The Guatemala woodrat (Neotoma ferruginea), also called Tomes's woodrat, is a species of cricetid rodent from Mexico and northern Central America.

==Taxonomy==
This species was described by Robert Fisher Tomes, an English zoologist, in 1862. In 1955, Emmett T. Hooper, an American zoologist, would lump this species with Neotoma mexicana, arguing that the two species were too similar where their respective ranges met. The two species would be considered loosely the same species until 2014, when a revision of the mexicana species group (at the time only containing Neotoma mexicana and Neotoma chrysomelas). This study found N. ferruginea & Neotoma picta to be distinct species, with the former having several subspecies. An additional study in 2021 referred more subspecies to this species, and showed N. ferruginea to be the sister species to N. picta from southern Mexico.

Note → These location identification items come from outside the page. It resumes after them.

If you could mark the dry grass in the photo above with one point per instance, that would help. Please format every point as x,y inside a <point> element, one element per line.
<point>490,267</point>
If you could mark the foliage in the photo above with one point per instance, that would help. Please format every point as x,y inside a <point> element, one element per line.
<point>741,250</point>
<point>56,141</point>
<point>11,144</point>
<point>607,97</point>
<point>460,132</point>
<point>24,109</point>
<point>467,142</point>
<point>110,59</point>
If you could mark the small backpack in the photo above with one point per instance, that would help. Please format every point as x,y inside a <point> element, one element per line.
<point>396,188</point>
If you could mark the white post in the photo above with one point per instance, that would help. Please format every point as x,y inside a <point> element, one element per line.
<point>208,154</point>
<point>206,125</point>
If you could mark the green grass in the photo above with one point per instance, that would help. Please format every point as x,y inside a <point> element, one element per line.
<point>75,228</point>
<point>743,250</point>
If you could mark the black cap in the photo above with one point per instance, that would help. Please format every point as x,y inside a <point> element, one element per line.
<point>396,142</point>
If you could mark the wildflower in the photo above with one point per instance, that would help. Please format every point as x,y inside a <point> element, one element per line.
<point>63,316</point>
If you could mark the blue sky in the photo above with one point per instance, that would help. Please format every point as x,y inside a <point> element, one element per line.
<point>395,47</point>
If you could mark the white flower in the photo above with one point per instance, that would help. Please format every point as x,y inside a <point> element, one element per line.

There are seven subspecies:
- Neotoma ferruginea ferruginea
- Neotoma ferruginea chamula
- Neotoma ferruginea isthmica
- Neotoma ferruginea parvidens
- Neotoma ferruginea solitaria (but see below)
- Neotoma ferruginea tropicalis
- Neotoma ferruginea vulcani

Molecular work has been done on all the subspecies except Neotoma ferruginea solitaria, but it is likely a subspecies of ferruginea given its range being so far removed from other Neotoma species.

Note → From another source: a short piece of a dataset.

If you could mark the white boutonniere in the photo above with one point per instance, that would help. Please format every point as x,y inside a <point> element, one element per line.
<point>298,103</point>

This species is recognized by the American Society of Mammalogists, but not by the IUCN.

==Description==
This is a relatively large cricetid, with a body length of 165 mm and a tail length of 152 mm. They have an orange-brown color throughout their upperparts, brighter on the sides in most subspecies, with a bright white underside. The base of the hairs are dark. The whiskers are nearly as long as the head. The hind feet are much wider and longer than the forefeet. The tail is black, with relatively long hairs and more hairs near the tip of the tail than along its length.

==Range==
This species occurs in western Honduras, western El Salvador, southern Guatemala, and southern Mexico, in the states of Chiapas, Oaxaca, Veracruz, Puebla, and Guerrero. Its range is bordered to the north by the Trans-Mexican Volcanic Belt, which forms the border between this species's range and that of the Mexican woodrat, although their ranges seem to meet in western Veracruz. It occurs in the Sierra Norte de Oaxaca, Sierra Sur de Oaxaca, and the southern part of the Sierra Madre del Sur. It occurs along the southern foothills along the Atlantic Ocean, but does not occur north of the Sierra Norte de Oaxaca. In Central America, it occurs in the Sierra Madre de Chiapas. The border between this species and the Nicaraguan woodrat is unknown.